Korthal strode beside her, silent, determined. This man, at least, didn't think her unfit to touch. Grateful. Yes. She would be grateful.
Ahead, the eight other couples waited outside the wagon-maker's. One bridegroom squatted, making sketches in the dirt of the wagon he wanted. His bride hovered at his shoulder, watching, waiting for the wagon-maker to turn and ask the ritual question, "And what would you like for your wife?"
Korthal pulled Berilla forward. In shock, the other couples drew back. One girl, Varya, who'd played with her all the years of her life, lifted aside her red marriage skirts as if Berilla might ruin them with a single touch. Berilla flushed. Then she felt--could it be?--Korthal's hand on her arm, steady, giving comfort. She glanced, surprised, at his face.

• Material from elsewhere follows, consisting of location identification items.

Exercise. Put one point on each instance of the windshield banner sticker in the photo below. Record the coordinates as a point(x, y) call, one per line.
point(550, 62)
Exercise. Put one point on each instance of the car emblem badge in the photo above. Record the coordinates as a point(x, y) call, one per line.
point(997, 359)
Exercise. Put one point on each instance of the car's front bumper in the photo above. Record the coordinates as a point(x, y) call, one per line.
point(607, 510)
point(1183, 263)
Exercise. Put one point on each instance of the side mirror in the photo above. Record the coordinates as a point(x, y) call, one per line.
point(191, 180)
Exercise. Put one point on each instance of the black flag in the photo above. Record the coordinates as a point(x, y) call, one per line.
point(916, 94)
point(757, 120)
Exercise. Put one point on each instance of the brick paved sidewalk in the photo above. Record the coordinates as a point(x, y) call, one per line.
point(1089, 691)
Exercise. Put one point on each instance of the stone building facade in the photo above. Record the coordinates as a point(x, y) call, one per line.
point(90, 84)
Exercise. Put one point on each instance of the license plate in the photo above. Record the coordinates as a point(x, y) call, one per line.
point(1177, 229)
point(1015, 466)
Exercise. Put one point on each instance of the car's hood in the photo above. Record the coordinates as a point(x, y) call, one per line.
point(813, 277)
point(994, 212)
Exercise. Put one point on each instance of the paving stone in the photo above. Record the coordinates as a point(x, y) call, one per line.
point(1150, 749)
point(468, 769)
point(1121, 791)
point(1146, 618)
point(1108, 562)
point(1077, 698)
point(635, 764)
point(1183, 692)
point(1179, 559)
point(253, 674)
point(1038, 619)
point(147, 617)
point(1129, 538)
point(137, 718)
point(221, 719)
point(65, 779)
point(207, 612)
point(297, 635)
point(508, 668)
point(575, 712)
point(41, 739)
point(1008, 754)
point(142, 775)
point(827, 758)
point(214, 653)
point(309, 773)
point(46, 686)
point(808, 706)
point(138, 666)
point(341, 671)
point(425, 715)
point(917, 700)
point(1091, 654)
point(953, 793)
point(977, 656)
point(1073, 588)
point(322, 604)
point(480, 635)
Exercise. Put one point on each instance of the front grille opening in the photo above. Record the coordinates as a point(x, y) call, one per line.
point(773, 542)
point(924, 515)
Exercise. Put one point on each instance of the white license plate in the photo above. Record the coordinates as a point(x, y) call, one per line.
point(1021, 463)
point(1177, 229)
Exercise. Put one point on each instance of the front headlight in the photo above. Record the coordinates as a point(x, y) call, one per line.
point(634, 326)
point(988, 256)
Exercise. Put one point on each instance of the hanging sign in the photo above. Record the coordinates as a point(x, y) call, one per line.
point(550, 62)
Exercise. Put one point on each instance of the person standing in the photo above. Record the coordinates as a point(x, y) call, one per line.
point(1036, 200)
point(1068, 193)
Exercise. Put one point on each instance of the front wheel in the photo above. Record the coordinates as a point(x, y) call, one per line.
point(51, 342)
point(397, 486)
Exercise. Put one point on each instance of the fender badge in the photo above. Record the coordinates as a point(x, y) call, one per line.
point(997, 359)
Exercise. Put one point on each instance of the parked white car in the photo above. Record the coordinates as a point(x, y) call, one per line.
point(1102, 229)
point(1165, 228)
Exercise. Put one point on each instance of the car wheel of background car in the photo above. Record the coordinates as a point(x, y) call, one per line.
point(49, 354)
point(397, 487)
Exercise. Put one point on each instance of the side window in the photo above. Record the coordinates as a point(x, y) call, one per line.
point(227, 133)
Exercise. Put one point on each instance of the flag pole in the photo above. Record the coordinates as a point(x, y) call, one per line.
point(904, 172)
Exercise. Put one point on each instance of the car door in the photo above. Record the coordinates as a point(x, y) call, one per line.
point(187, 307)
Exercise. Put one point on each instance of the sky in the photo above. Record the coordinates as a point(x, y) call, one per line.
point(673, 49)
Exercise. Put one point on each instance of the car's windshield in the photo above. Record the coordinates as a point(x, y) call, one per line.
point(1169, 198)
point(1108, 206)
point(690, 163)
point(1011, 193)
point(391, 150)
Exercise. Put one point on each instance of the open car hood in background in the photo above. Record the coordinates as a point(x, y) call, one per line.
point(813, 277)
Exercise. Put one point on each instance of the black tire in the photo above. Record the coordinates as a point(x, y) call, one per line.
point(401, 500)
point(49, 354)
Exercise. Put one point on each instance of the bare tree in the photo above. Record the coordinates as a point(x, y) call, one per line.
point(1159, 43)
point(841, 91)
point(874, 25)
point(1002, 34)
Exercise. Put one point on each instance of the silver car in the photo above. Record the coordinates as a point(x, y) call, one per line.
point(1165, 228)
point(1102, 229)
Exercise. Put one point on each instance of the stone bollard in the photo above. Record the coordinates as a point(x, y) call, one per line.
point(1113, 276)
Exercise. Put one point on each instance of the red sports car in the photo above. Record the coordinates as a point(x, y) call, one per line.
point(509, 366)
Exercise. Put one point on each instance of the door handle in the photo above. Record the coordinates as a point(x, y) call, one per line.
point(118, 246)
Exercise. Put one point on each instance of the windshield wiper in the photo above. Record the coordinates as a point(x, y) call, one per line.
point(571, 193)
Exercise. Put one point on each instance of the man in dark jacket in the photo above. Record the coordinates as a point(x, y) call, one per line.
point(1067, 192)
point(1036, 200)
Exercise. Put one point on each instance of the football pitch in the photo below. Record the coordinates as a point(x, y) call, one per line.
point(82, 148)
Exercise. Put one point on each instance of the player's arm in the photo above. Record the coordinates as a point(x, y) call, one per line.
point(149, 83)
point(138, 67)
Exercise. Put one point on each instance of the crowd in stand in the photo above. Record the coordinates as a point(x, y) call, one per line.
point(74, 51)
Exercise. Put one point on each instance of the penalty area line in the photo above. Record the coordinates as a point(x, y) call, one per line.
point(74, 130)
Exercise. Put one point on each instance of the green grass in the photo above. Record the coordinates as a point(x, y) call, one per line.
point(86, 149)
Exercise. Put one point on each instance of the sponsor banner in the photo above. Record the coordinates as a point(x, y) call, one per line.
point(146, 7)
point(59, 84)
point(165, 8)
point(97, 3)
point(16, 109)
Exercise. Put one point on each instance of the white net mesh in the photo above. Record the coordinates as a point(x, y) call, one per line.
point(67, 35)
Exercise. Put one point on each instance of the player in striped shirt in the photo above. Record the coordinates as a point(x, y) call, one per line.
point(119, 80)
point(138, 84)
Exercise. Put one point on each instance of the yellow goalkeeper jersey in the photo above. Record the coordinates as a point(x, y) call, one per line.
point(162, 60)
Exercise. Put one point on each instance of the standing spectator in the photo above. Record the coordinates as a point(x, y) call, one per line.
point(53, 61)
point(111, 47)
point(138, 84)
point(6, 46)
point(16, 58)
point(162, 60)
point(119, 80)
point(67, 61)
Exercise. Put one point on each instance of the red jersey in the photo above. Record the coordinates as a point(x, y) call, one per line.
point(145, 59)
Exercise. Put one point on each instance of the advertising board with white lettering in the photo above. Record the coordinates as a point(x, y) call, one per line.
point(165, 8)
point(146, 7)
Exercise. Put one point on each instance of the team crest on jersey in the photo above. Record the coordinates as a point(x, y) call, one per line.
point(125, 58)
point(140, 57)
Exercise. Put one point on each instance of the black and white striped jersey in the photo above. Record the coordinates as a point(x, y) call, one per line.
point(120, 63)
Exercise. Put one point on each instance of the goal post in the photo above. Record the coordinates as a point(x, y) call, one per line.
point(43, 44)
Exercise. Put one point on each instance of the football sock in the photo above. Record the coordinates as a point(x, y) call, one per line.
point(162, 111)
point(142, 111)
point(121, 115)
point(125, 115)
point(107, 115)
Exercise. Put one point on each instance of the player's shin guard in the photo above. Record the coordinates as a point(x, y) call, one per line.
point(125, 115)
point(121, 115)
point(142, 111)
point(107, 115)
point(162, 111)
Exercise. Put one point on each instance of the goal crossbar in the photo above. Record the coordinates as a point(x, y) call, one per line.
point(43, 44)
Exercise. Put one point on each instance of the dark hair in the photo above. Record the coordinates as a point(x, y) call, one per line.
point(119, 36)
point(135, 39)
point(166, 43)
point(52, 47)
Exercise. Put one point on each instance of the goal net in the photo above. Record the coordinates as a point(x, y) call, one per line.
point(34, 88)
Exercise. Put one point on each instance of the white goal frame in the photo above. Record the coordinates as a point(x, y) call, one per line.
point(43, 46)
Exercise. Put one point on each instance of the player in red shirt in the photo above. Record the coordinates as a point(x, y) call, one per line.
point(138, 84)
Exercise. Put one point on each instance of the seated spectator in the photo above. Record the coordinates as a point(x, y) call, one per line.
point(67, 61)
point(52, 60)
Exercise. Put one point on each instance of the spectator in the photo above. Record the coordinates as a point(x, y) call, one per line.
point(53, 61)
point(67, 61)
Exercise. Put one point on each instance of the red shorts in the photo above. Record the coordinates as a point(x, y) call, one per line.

In profile, it was strong, if not handsome; flat cheeks, a smooth, heavy brow over dark, brooding eyes. They turned toward her as he felt her gaze on him, and in them Berilla saw a question, briefly, like a high wisp of cloud swiftly obscured by a lower, darker one. It was gone before she could begin to guess what it was.
Without preamble, he squatted in the dust and began drawing. The wagon-maker frowned. "And for your wife?" he asked.
Korthal said nothing. Berilla kept silent. She would ask for nothing. He had given her enough. What courage had it taken, to walk past those faces? To know they would despise him, many of them, for what she'd done?
She stared down at the broad, sturdy shoulders. He was strong. Oh, he was strong! Why had she not seen it? She watched him with a sudden, hot sense of possession, this man, her husband, drawing in the dirt, ignoring the glares and hurtful whispers.
The wagon-maker shook his head, irritated at something in Korthal's sketch. "That is not right." He reached over, but Korthal shoved his hand away. The wagon-maker drew back, squared his shoulders. "No. I will not build it this way."
"You will build it the way I want." Korthal's gaze rose to the wagon-maker's, heavy and sullen. Then he went back to drawing.
Curious, Berilla drew closer, studying the lines her husband had sketched in the dirt. And then she saw it. The driver's seat. He'd drawn it half the width of any she'd seen.
It's his right, she told herself sternly, it's his right! Should he always be shamed at the feel of me beside him? But a pain she could not help tore through her chest.
"No. I do not care, Korthal, I will say it." The wagon-maker drew himself up. "To make your wife ride always in the wagon, in the heat, in the dust! No!" He stamped his foot. "If she is good enough to bear your children, she is good enough to sit beside you. If you will not let her sit beside you, then you shall not marry her. I forbid!"
Korthal looked up again, his dark eyes smoldering. The wagon-maker checked, his face suddenly still.
"She will not sit beside me." Korthal turned back to his drawing. "She will ride the ponies."
All that winter as the snows deepened and her belly grew round, Berilla sat in the wagon making boots for her father, stitching their sides in whorls and swirls and curlicues and stars, red and gold and blue and white and purple and emerald green.
When she wasn't riding the ponies, that is.